D. Metrics
We now give an overview of how each performance characteristic was measured.
Memory Footprint
Failure due to underprovisioned resources is deadly in production data science. We aim for predictable memory usage so we can prevent crashes of this kind in most cases. There are many ways to measure memory usage. Total bytes consumed by calls to malloc()
or bytes occupied by Python objects is irrelevant to the OS. Peak memory usage gives more operational insight.
We use the following two functions to profile memory for each benchmark. They were adapted from Fabian Pedregosa's excellent blog post on measuring memory usage in Python:
def memory_usage_psutil(process_name):
# return the memory usage in MB
import psutil
mem = 0
pids = get_pids(process_name)
for pid in pids:
process = psutil.Process(pid)
pmem = process.memory_info()[0] / float(2 ** 20)
mem += pmem
return mem
def memory_usage_resource():
import resource
rusage_denom = 1024.
if sys.platform == 'darwin':
rusage_denom = rusage_denom * rusage_denom
mem = resource.getrusage(resource.RUSAGE_SELF).ru_maxrss / rusage_denom
return mem
The first function, memory_usage_psutil
finds all instances of a process of a given command name and sums the peak RSS. The second function, memory_usage_resource
returns the peak RSS for the current python process.
All instances of java
belonged to Spark during the Spark benchmarks. The memory footprint of Spark includes both the local Python process of the PySpark master and java.
total_pyspark_mem_used = memory_usage_resource() + memory_usage_psutil("java")
This returns the total memory used in megabytes.
In R, we must call ps
on the calling process's pid
to measure memory usage in pages. We then convert to bytes:
memory_usage <- function(){
return(strtoi(system(paste("ps -o rss ", Sys.getpid(), "| tail -1"), intern=TRUE))*1024)
}
Filesystem and Disk Caches
The Linux OS is very aggressive about caching previous reads. The filesystem cache persists even when a process dies. IPython's timeit
magic function is tempting:
%timeit pandas.read_csv("filename.csv")
but the numbers are not very insightful for cold read performance. There may be no significant difference in performance between drastically different storage systems after the first read. The plot in the Machine Setup section clearly shows RAID-0 (2 ephemeral SSDs) and EBS have the same throughput on the second and subsequent reads. However, when the cache is cleared, RAID-0 (2 SSDs)'s throughput is 6x of EBS. The throughput of RAID-0 with 8 instance SSDs is 25x of EBS. Again, these differences may vanish on the second read.
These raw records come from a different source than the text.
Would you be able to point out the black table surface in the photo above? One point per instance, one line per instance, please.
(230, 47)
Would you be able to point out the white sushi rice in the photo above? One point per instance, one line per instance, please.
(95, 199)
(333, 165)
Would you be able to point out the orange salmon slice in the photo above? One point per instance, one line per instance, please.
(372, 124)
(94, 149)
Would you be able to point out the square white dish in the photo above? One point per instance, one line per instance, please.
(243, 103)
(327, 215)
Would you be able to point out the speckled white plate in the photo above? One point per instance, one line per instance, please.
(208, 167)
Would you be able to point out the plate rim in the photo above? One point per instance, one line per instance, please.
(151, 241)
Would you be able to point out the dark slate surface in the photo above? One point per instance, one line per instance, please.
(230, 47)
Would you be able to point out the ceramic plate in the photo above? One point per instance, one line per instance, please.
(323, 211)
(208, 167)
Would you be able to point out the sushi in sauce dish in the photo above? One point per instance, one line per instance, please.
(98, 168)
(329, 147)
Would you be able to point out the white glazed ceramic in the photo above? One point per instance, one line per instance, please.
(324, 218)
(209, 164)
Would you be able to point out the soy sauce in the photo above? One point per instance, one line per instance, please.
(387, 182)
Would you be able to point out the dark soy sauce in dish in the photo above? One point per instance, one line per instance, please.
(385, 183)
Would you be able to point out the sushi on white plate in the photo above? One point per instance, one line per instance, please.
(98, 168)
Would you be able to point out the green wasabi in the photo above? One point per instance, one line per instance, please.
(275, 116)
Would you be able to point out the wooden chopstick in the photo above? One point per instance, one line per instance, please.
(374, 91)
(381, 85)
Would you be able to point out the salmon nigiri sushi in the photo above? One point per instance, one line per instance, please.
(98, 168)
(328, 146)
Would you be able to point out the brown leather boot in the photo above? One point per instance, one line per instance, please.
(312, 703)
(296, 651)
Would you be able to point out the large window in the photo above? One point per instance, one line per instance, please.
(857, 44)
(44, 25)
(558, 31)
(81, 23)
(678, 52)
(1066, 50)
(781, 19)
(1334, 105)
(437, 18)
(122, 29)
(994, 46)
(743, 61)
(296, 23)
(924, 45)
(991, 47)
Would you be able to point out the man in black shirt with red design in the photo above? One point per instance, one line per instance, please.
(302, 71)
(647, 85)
Clearing the Filesystem Cache
The following bash
commands are used to ensure
All writes must be synced and the caches must be flushed before running any benchmark. The clear_cache.sh
bash script can be used for this purpose.
clear_cache.sh
#!/usr/bin/env bash
#
# Ensure all writes are synced to disk.
sudo bash -c "sync || sync || sync || sync"
# Clear the caches
sudo bash -c "echo 3 > /proc/sys/vm/drop_caches"
The ./clear_cache.sh
command is executed in between cold benchmarks and before the first trial for warm benchmarks. In the warm case, first trial is always discarded and additional trial is performed.
Writes faster than reads: not so fast!
These benchmarks do not address the performance of file writers, but timing writes is worthy of some discussion. The IPython %time
magic function is tempting to time how long it takes to write a file:
%time my_write_function("myfile")
However, it is also unreliable because the writes may still be cached in memory after the function returns. Moreover, timing a read on the file that was just written also gives a bad estimate of cold read performance. Some of the file contents may actually be read from memory. It is also a bad estimate of warm read performance because the OS may be flushing the write cache at the same time it reads from the file.
In the example below, it seemingly took 20 seconds to copy 45 GB of files to a general-purpose EBS volume.
$ sync
$ time cp /raid0-2/*.csv /public
real 0m20.492s
user 0m0.001s
sys 0m0.002s
A write throughput of 2.25 GB/s well exceeds the bandwidth of 250 MB/s. The sync
command ensures all cached writes are flushed disk.
$ time sync
real 3m50.049s
user 0m0.001s
sys 0m0.003s
Unsurprisingly, it takes about 3 minutes and 50 seconds to complete. A throughput estimate of 195 MB/s is more reasonable. However, some writes may be untimed. Timing write
and sync
together gives a more reliable estimate:
os.system("sync")
tic = time()
my_write_function("mytime")
os.system("sync")
toc = time()
Tasks
We tested each method on three different tasks:
- load: loading a CSV file or binary file.
- sum: summing the data loaded. For text columns, we take the sum of the columns.
- copy: copy the loaded data from Spark/Dato/ParaText's internal representation to Python.
Task #1: Loading the Data
The code used to load a CSV or binary file for each method is shown in this section. In our benchmarks, the loading step is timed separately from the transfer step so we can consider their relative overheads independently.
Wise.io ParaText
In the transfer step, we convert to a dictionary of arrays rather than a DataFrame. This is because DataFrames contribute as much as 2x peak memory in the constructor, which is beyond our control.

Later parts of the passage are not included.